Praising Sarma for his courage and initiative, Baruah told a TV channel that he was ready to find a negotiated settlement to the “Indo-Assam” conflict if the government of India was sincere about the same. He said, “We never said arms could resolve the issue, we took up arms because there was no other alternative after our democratic move failed. The government only played the divide-and-rule game with us all this time… It now depends on how he (Sarma) takes it forward and convinces Delhi. If he can do that then along with the people of Assam, Ulfa (I) would welcome and accept it”. Using the same term that the Chief Minister had done earlier in the day, Baruah said that he saw a ray of hope in Sarma’s offer. He added, “The credit will go to him (Sarma) if he is successful in convincing the government of India”.
Sarma will, indeed, be due a lot of credit if he is successful in pulling off a peace deal with the ULFA-I. Over the past 20 years, and especially in the last six, Sarma has built the reputation of being ambitious and having fire in his belly.
Having now reached the pinnacle, Sarma will believe, as some analysts certainly do, that he has the mettle and the making, if fortune plays along, to be counted a few years down the line on the list of Assam’s most notable leaders.
Bringing the ULFA-I into the mainstream, even if the outfit is a pale shadow of the ULFA of the 1990s, will certainly set him off on the right track. He will then have achieved what many of his illustrious predecessors have tried and failed.

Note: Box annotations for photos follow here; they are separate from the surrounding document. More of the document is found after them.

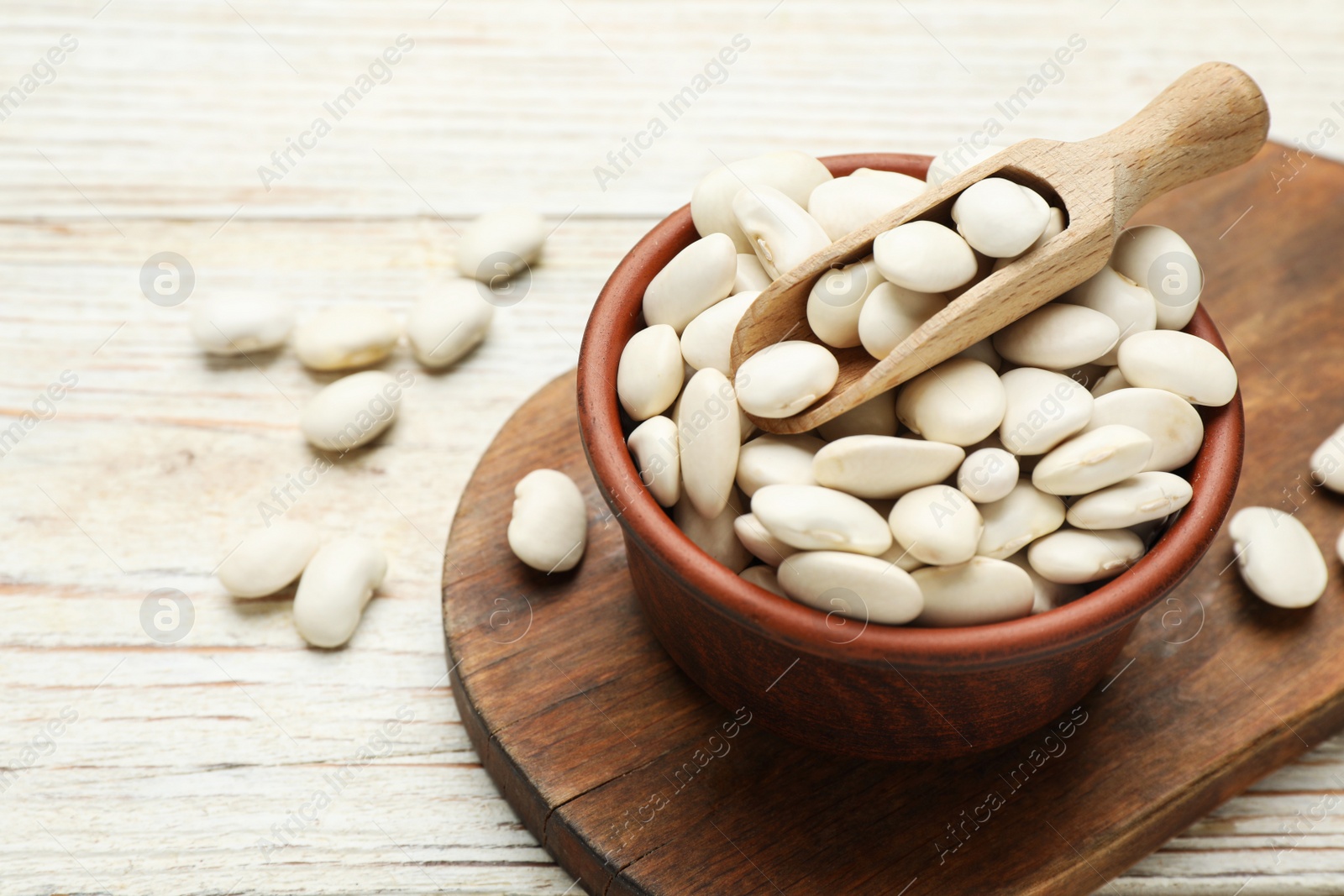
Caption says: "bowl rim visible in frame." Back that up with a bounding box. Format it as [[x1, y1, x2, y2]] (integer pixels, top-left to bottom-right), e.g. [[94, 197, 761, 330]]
[[576, 153, 1245, 668]]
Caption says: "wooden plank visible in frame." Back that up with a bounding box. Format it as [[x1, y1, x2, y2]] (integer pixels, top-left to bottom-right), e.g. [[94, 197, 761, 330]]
[[444, 146, 1344, 896]]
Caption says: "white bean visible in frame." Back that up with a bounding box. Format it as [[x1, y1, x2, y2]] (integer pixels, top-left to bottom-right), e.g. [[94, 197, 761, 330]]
[[734, 340, 840, 419], [732, 513, 798, 567], [732, 186, 831, 278], [454, 206, 547, 281], [298, 371, 410, 451], [294, 537, 387, 647], [855, 280, 948, 361], [976, 479, 1064, 560], [1312, 426, 1344, 493], [808, 259, 885, 348], [889, 485, 984, 565], [1064, 470, 1194, 529], [406, 280, 495, 368], [1008, 551, 1087, 616], [999, 367, 1093, 454], [1091, 367, 1129, 398], [1026, 529, 1144, 584], [1120, 331, 1236, 407], [1110, 224, 1205, 329], [215, 520, 318, 598], [191, 296, 294, 354], [627, 417, 681, 506], [993, 304, 1120, 371], [808, 168, 927, 240], [643, 233, 738, 336], [751, 485, 891, 556], [690, 150, 831, 254], [811, 435, 968, 498], [817, 391, 900, 442], [1031, 423, 1153, 495], [872, 220, 979, 293], [1227, 506, 1328, 609], [732, 253, 770, 294], [952, 177, 1050, 258], [957, 442, 1020, 504], [674, 368, 742, 520], [910, 558, 1035, 627], [681, 291, 761, 375], [953, 338, 1004, 372], [992, 208, 1064, 270], [1059, 267, 1158, 367], [294, 305, 402, 371], [508, 470, 587, 574], [738, 567, 788, 598], [1084, 387, 1205, 470], [672, 495, 751, 572], [616, 324, 681, 421], [738, 432, 825, 497], [778, 551, 923, 623], [896, 358, 1006, 446]]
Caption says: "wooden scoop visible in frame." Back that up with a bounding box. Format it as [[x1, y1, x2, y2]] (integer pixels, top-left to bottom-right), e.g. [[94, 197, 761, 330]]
[[732, 62, 1268, 432]]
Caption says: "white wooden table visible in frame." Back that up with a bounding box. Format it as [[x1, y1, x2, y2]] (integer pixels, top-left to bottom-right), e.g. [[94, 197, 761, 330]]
[[0, 0, 1344, 894]]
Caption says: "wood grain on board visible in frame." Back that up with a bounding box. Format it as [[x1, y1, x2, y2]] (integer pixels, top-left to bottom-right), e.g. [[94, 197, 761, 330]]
[[444, 145, 1344, 896]]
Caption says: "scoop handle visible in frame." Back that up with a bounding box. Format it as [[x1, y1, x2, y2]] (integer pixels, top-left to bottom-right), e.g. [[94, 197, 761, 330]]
[[1086, 62, 1268, 226]]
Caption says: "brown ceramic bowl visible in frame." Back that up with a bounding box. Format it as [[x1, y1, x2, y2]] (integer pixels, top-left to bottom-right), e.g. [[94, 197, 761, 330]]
[[578, 153, 1245, 760]]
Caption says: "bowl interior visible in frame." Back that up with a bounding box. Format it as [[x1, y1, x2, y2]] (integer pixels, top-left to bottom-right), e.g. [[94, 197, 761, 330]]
[[578, 153, 1245, 666]]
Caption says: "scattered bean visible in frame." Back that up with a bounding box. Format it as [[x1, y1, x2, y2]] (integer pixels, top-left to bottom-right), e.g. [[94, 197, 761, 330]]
[[406, 280, 495, 368], [508, 470, 587, 574], [215, 520, 318, 598], [454, 206, 547, 286], [191, 296, 294, 354], [294, 537, 387, 647], [294, 305, 402, 371], [1227, 506, 1328, 609], [298, 371, 402, 451]]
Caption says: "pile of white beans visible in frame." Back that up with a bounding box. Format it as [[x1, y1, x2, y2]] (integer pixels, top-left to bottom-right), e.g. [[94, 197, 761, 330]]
[[616, 152, 1236, 626], [202, 208, 547, 647]]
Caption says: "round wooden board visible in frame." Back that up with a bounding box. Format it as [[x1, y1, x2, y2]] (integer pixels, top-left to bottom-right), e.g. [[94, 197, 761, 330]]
[[444, 146, 1344, 896]]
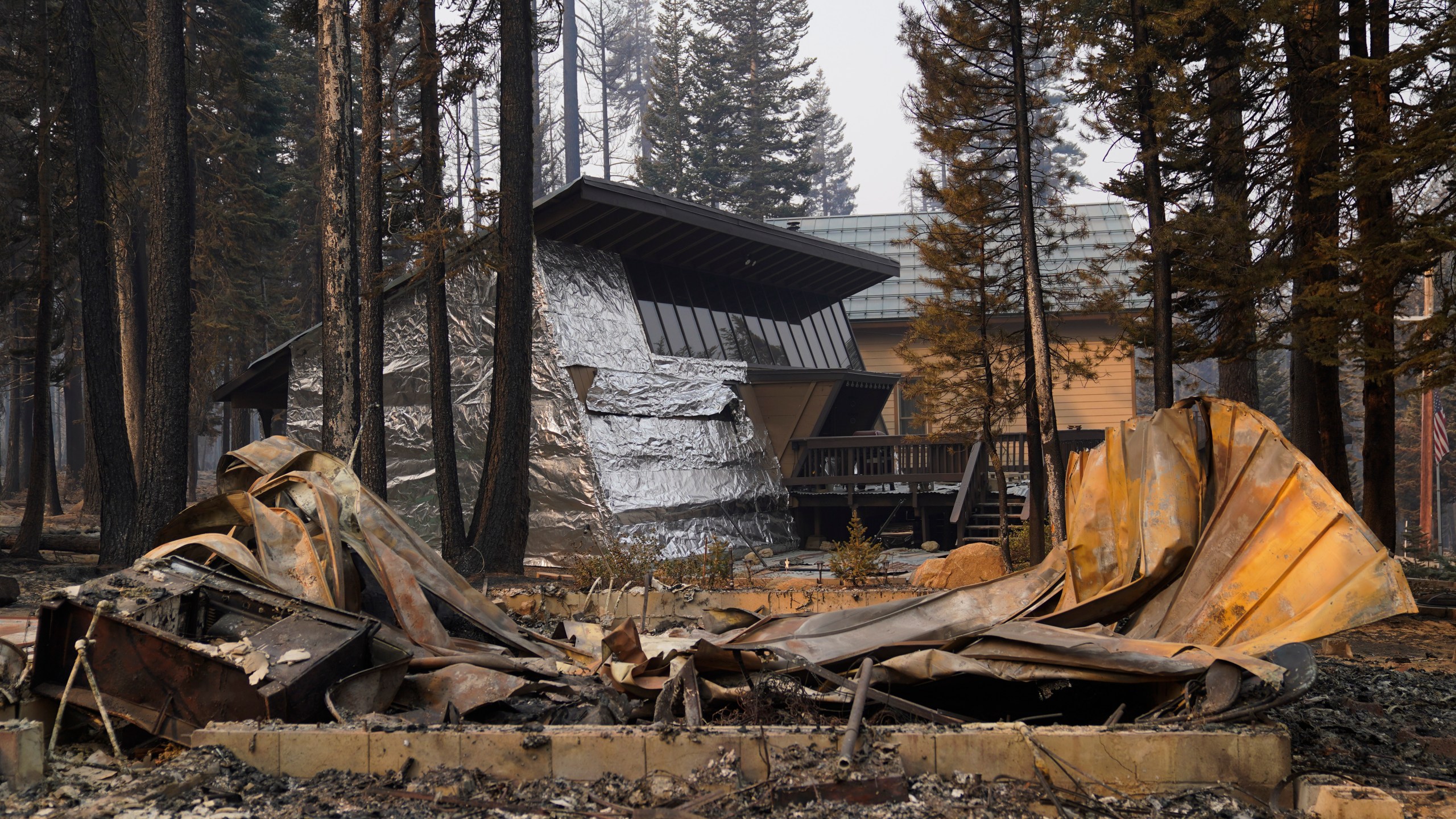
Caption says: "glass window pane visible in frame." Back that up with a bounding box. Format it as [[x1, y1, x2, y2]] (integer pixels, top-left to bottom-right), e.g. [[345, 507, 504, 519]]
[[723, 287, 772, 365], [753, 287, 789, 366], [676, 305, 708, 358], [830, 303, 865, 370], [638, 299, 670, 355], [814, 311, 849, 367], [657, 272, 708, 358], [713, 311, 746, 361], [677, 277, 723, 358], [743, 313, 773, 365], [652, 277, 692, 355], [769, 290, 804, 367]]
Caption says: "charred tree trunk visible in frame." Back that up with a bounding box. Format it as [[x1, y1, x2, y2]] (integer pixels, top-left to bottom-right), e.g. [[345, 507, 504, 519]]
[[1209, 9, 1259, 408], [1284, 0, 1350, 500], [470, 0, 536, 571], [116, 185, 148, 478], [419, 0, 463, 559], [5, 349, 23, 495], [1349, 0, 1401, 549], [127, 0, 192, 553], [1209, 7, 1259, 408], [357, 0, 389, 489], [10, 8, 55, 558], [317, 0, 359, 461], [562, 0, 581, 178], [978, 255, 1011, 565], [1011, 0, 1066, 541], [1131, 0, 1173, 410]]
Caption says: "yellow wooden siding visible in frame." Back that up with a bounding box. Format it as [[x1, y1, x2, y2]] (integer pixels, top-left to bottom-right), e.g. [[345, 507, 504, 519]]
[[855, 318, 1137, 435], [750, 382, 834, 475]]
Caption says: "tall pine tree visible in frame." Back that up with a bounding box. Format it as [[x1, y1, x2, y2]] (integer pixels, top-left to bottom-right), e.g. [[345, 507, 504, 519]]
[[804, 72, 859, 216], [638, 0, 696, 197], [694, 0, 816, 217]]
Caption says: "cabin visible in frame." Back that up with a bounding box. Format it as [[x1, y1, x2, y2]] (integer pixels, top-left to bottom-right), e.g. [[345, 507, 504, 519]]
[[213, 178, 1136, 567], [213, 178, 899, 565], [769, 201, 1146, 544]]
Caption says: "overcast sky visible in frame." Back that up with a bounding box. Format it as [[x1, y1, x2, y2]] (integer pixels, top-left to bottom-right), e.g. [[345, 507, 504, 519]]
[[801, 0, 1131, 213]]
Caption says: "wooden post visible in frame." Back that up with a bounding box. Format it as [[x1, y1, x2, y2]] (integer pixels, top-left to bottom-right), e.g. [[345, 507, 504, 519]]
[[1421, 270, 1440, 554]]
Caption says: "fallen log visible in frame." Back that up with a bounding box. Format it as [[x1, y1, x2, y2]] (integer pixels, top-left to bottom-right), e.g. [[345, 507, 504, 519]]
[[0, 533, 101, 555]]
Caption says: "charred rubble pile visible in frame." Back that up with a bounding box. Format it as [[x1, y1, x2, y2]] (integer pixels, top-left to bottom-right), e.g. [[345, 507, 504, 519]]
[[28, 398, 1415, 744]]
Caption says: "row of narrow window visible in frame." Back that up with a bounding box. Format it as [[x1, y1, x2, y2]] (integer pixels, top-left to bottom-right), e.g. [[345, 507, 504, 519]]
[[627, 264, 865, 370]]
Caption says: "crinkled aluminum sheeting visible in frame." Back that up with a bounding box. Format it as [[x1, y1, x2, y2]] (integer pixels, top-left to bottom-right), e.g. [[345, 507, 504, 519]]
[[288, 262, 609, 562], [539, 241, 795, 554], [288, 271, 495, 547], [536, 239, 652, 373], [587, 369, 738, 418]]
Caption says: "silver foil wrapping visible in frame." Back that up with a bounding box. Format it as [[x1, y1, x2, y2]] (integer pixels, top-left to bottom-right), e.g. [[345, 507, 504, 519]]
[[287, 241, 795, 565]]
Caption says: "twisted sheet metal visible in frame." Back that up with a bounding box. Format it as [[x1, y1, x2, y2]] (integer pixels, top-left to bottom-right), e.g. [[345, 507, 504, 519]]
[[537, 241, 795, 554], [287, 270, 495, 544], [587, 369, 738, 418], [734, 398, 1415, 682], [287, 241, 795, 565]]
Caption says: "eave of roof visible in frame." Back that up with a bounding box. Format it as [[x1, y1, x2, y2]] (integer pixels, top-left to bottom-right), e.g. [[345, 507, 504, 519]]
[[536, 176, 900, 299]]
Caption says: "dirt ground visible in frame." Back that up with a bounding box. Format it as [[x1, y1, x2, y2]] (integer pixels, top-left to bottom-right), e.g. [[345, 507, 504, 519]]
[[0, 555, 1456, 819]]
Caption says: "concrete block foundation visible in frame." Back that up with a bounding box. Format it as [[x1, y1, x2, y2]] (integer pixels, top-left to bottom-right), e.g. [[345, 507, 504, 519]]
[[193, 723, 1290, 799], [0, 720, 45, 790]]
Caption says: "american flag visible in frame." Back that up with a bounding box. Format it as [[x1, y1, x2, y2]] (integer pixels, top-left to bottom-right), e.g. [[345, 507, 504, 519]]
[[1431, 392, 1451, 464]]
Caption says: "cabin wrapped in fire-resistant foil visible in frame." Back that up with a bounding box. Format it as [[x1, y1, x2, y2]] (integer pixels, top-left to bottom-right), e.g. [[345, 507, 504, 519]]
[[214, 178, 897, 565]]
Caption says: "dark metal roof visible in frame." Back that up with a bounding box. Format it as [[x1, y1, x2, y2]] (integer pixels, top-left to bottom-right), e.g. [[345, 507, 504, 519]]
[[536, 176, 900, 299]]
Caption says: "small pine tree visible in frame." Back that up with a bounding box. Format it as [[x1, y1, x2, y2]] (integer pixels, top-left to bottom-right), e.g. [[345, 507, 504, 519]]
[[694, 0, 817, 218], [829, 508, 882, 586], [638, 0, 696, 197], [804, 70, 859, 216]]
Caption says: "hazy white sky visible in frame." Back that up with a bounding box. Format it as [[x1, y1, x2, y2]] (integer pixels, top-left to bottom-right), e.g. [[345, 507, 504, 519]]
[[801, 0, 1131, 213]]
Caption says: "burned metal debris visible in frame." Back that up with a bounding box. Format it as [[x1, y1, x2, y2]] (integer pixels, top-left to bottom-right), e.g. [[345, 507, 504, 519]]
[[35, 398, 1415, 742]]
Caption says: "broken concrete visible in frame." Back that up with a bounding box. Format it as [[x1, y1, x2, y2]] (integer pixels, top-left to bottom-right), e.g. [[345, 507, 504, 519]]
[[1294, 774, 1405, 819], [193, 723, 1290, 799], [910, 544, 1011, 589]]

Already a very influential leader across the north east, Sarma’s clout in the region will only increase further.
Importantly, it will boost his image nationally as the mainstreaming of the ULFA would encourage and facilitate India’s Act East Policy.
And, if it happens soon enough, it will also be a welcome positive in the midst of the COVID-19 induced gloom that has enveloped India.
The people of Assam today see no place for a violent ULFA-I in Assamese society. The youthful idealism of the group’s founders in the early stages of their anti-foreigner movement in the early-1980s had generated sympathy and support from a sizeable section of the Assamese intelligentsia and academics.
That, however, dissipated as the political movement turned first into an armed insurgency and then degenerated into a murderous killing and extorting machine.
Today, most Assamese people would welcome the return of their misguided brethren into the mainstream.
Along with the relief that the end of violence would bring, a tinge of sentiment may also touch a few as old memories of the firebrands of the 1980s, who had promised so much, are fleetingly revived.
There are many reasons to venture that the efforts that Sarma is putting in seem resolute enough to have a shot at success, even as Baruah’s predicament may finally be such that it no longer makes sense for him to drag the flailing ULFA-I misadventure laboriously on.